As you've seen, the word quadrature is overladen with many, none-too-precise meanings.

Here the "quadratures" loosely refer to the position and momentum observables:

$$\hat{x} = \frac{1}{\sqrt{2}}(a + a^\dagger)$$ $$\hat{p} = \frac{i}{\sqrt{2}}\,(a - a^\dagger)$$

where $a,\,a^\dagger$ are the lowering/ raising operators and I've normalized the two observables so that $[\hat{x},\,\hat{p}] = i\,\mathrm{id}$. These two (or measurements coming from these observables) are loosely called "quadratures" because, for a coherent / squeezed state $\psi$ the mean measurements $\langle\psi|\hat{x}|\psi\rangle$ and $\langle\psi|\hat{p}|\psi\rangle$ are sinusoidally-with-time varying quantities which are in *phase quadrature*, *i.e.* a quarter cycle out of phase.

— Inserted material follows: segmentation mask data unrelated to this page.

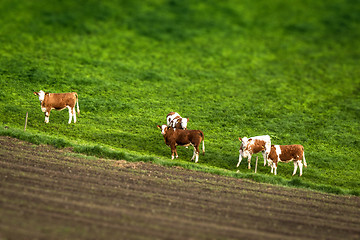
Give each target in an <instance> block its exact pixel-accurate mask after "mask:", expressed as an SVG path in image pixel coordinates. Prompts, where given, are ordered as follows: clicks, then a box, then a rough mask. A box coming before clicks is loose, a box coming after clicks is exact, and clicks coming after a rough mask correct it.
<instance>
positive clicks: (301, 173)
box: [298, 160, 303, 177]
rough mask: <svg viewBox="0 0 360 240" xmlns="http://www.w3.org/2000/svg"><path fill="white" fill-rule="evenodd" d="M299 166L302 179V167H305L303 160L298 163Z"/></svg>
mask: <svg viewBox="0 0 360 240" xmlns="http://www.w3.org/2000/svg"><path fill="white" fill-rule="evenodd" d="M298 165H299V168H300V177H301V175H302V166H303V164H302V162H301V160H300V161H298Z"/></svg>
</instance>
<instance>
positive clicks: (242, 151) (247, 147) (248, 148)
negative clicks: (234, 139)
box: [239, 137, 252, 157]
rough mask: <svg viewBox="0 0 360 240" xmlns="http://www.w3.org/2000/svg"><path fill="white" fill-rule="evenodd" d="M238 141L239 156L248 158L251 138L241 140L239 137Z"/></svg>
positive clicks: (241, 139)
mask: <svg viewBox="0 0 360 240" xmlns="http://www.w3.org/2000/svg"><path fill="white" fill-rule="evenodd" d="M239 141H240V142H241V145H240V150H239V152H240V154H241V155H242V156H243V157H248V156H249V155H250V151H249V150H250V145H251V142H252V139H251V138H247V137H243V138H240V137H239Z"/></svg>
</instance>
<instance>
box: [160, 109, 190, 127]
mask: <svg viewBox="0 0 360 240" xmlns="http://www.w3.org/2000/svg"><path fill="white" fill-rule="evenodd" d="M188 121H189V118H182V117H181V116H180V115H179V114H178V113H177V112H170V113H169V114H168V115H167V116H166V122H167V126H168V127H173V128H177V129H185V130H186V129H187V123H188Z"/></svg>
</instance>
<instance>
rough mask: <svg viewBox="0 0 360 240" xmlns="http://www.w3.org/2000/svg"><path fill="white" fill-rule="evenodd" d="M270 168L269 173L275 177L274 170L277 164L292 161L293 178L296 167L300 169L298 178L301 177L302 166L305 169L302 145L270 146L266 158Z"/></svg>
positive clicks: (296, 168)
mask: <svg viewBox="0 0 360 240" xmlns="http://www.w3.org/2000/svg"><path fill="white" fill-rule="evenodd" d="M267 160H268V162H269V163H270V166H271V173H274V175H276V169H277V164H278V162H290V161H294V172H293V176H294V175H295V173H296V171H297V167H298V166H299V168H300V176H301V175H302V166H303V163H302V162H301V160H303V162H304V166H305V167H307V164H306V160H305V153H304V147H303V146H302V145H271V150H270V153H269V154H268V158H267Z"/></svg>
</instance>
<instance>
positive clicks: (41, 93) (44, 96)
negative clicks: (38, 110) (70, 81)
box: [38, 90, 45, 102]
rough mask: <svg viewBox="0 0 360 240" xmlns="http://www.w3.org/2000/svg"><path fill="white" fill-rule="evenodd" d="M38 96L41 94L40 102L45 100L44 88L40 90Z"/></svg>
mask: <svg viewBox="0 0 360 240" xmlns="http://www.w3.org/2000/svg"><path fill="white" fill-rule="evenodd" d="M38 96H39V101H40V102H42V101H44V99H45V92H44V91H43V90H40V91H39V92H38Z"/></svg>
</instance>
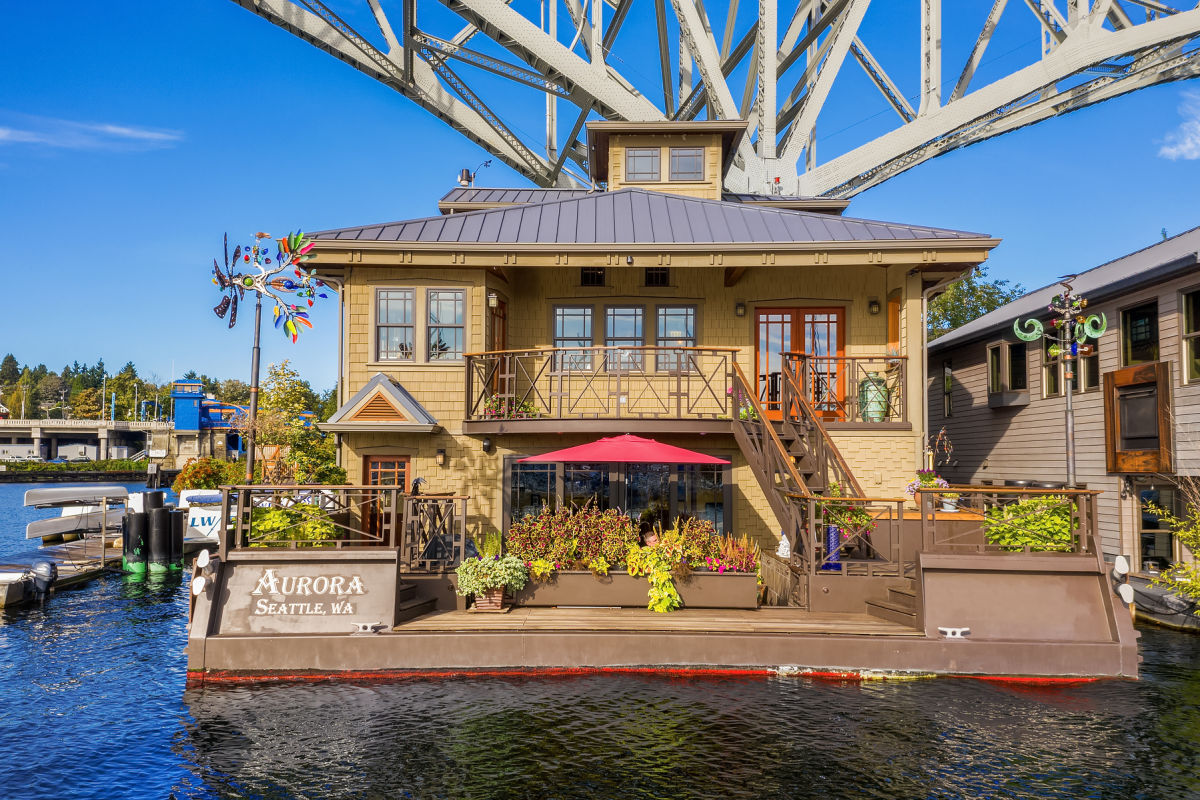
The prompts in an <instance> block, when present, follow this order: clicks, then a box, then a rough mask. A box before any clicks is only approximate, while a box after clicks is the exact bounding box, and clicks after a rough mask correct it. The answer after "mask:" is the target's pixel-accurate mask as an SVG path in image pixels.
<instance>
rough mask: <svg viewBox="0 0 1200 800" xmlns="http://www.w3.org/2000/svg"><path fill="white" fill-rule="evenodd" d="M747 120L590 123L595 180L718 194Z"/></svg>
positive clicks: (710, 197) (665, 189)
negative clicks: (670, 121)
mask: <svg viewBox="0 0 1200 800" xmlns="http://www.w3.org/2000/svg"><path fill="white" fill-rule="evenodd" d="M746 125H748V124H746V122H745V121H744V120H698V121H695V122H667V121H660V122H624V121H598V122H589V124H588V166H589V172H590V175H592V180H593V181H595V182H596V184H601V182H604V184H607V186H608V190H610V191H613V190H619V188H628V187H637V188H644V190H653V191H656V192H670V193H672V194H683V196H685V197H698V198H704V199H709V200H720V199H721V192H722V186H724V182H725V173H726V170H727V169H728V168H730V163H731V162H732V161H733V154H734V152H736V151H737V146H738V143H739V142H740V140H742V137H743V136H745V132H746Z"/></svg>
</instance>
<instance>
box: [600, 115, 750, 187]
mask: <svg viewBox="0 0 1200 800" xmlns="http://www.w3.org/2000/svg"><path fill="white" fill-rule="evenodd" d="M749 126H750V122H749V121H746V120H695V121H691V122H673V121H668V120H659V121H655V122H624V121H620V120H599V121H595V122H588V174H589V176H590V178H592V180H593V181H594V182H596V184H602V182H605V181H607V180H608V139H610V138H611V137H613V136H655V134H670V136H688V134H704V136H707V134H713V133H718V134H720V137H721V176H722V178H724V176H725V173H726V170H728V168H730V163H732V161H733V154H734V152H737V149H738V143H740V142H742V137H743V136H745V133H746V130H748V128H749Z"/></svg>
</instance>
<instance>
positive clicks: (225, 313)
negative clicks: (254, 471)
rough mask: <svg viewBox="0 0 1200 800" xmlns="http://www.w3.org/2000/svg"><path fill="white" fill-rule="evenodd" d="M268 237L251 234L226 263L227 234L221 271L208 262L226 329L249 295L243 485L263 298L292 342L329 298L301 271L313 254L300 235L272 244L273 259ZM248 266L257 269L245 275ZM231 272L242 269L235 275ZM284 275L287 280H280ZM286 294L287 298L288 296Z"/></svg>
mask: <svg viewBox="0 0 1200 800" xmlns="http://www.w3.org/2000/svg"><path fill="white" fill-rule="evenodd" d="M270 237H271V235H270V234H264V233H262V231H260V233H257V234H254V243H253V245H251V246H248V247H246V248H242V247H241V245H238V246H236V247H234V248H233V259H230V258H229V235H228V234H226V237H224V259H226V264H224V271H222V270H221V266H220V265H218V264H217V260H216V259H212V283H215V284H216V285H217V287H218V288H220V289H221V290H222V291H223V293H226V295H224V296H223V297H222V299H221V302H218V303H217V305H216V306H215V307H214V308H212V311H214V313H216V315H217V317H220V318H221V319H224V317H226V314H229V327H233V326H234V325H236V324H238V302H239V301H241V300H242V299H245V296H246V293H247V291H253V293H254V348H253V350H252V355H251V360H250V414H248V415H247V425H246V428H247V435H246V482H247V483H252V482H253V481H254V428H256V423H257V420H258V365H259V354H260V348H259V338H260V333H262V329H263V295H266V296H268V297H270V299H271V300H272V301H275V327H277V329H281V330H282V331H283V335H284V336H288V337H290V338H292V342H293V343H294V342H295V341H296V339H299V338H300V326H301V325H304V326H305V327H312V323H311V321H308V311H307V309H308V308H312V305H313V301H314V300H317V299H318V297H328V296H329V295H328V294H325V291H322V289H326V288H328V287H326V285H325V282H324V281H320V279H318V278H317V271H316V270H312V269H310V270H307V271H306V270H305V269H304V264H305V261H311V260H312V259H313V258H316V255H313V254H312V253H311V252H310V251H311V249H312V246H313V242H312V240H310V239H307V237H305V235H304V233H302V231H296V233H294V234H288V235H287V236H284V237H283V239H280V240H277V241H276V249H275V255H274V257H271V253H270V246H269V242H266V243H264V242H263V240H264V239H265V240H270ZM250 267H253V269H254V270H257V271H256V272H251V271H250ZM236 270H246V271H245V272H242V271H236ZM289 270H290V275H284V273H287V272H288V271H289ZM289 295H290V296H289ZM293 299H296V300H301V301H305V302H306V303H307V305H300V303H299V302H292V300H293Z"/></svg>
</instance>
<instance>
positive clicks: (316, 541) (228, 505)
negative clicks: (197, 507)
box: [221, 486, 468, 572]
mask: <svg viewBox="0 0 1200 800" xmlns="http://www.w3.org/2000/svg"><path fill="white" fill-rule="evenodd" d="M221 492H222V498H221V503H222V518H223V519H227V521H229V522H228V524H227V525H226V529H224V531H223V536H222V540H221V554H222V555H224V554H226V553H228V552H229V551H240V549H248V548H287V549H300V548H305V549H310V548H322V549H346V548H359V547H370V548H395V549H397V551H398V558H400V561H401V565H402V567H404V569H408V570H410V571H433V572H436V571H442V570H448V569H452V567H454V566H456V565H457V564H458V563H460V561H462V558H463V555H464V548H466V543H467V533H466V522H467V500H468V498H467V497H457V495H436V494H421V495H414V494H407V493H406V492H404V491H403V489H401V488H400V487H389V486H223V487H221Z"/></svg>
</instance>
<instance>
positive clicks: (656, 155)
mask: <svg viewBox="0 0 1200 800" xmlns="http://www.w3.org/2000/svg"><path fill="white" fill-rule="evenodd" d="M659 157H660V156H659V149H658V148H628V149H626V150H625V180H626V181H656V180H659Z"/></svg>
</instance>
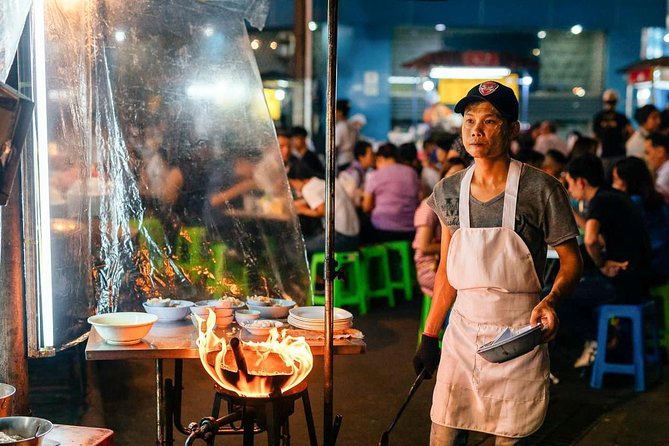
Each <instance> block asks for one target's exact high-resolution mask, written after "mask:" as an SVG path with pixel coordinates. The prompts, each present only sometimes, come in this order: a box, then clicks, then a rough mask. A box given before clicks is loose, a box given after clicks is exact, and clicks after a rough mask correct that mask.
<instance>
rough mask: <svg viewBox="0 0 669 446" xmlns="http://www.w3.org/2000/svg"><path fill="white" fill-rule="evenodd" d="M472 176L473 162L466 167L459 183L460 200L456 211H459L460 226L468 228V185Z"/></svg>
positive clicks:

The squeezed states are the most general states that saturate (*i.e.* actually achieve equality in) the Heisenberg product. A coherent state is a special case for which the normalized momentum and position uncertainties are equal, and their preroduct is the uncertainty bound $\hbar/2$. A squeezed state has the same uncertainty product, but the uncertainty on one of position or momentum measurements is smaller than the uncertainty on the other, so one achieves smaller uncertainty than for the corresponding coherent state at the expense of the other. One can generalize the above comments for any "generalized" position and momentum, defined, for any $\phi\in\mathbb{R}$, by:

$$\hat{x} = \frac{1}{\sqrt{2}}(e^{i\,\phi}\,a + e^{-i\,\phi}\,a^\dagger)$$ $$\hat{p} = \frac{i}{\sqrt{2}}\,(e^{i\,\phi}\,a - e^{-i\,\phi}\,a^\dagger)$$

which are conjugate in the QM sense of fulfilling the CCR and the means of whose measurements vary sinusoidally with time, again, in phase quadrature.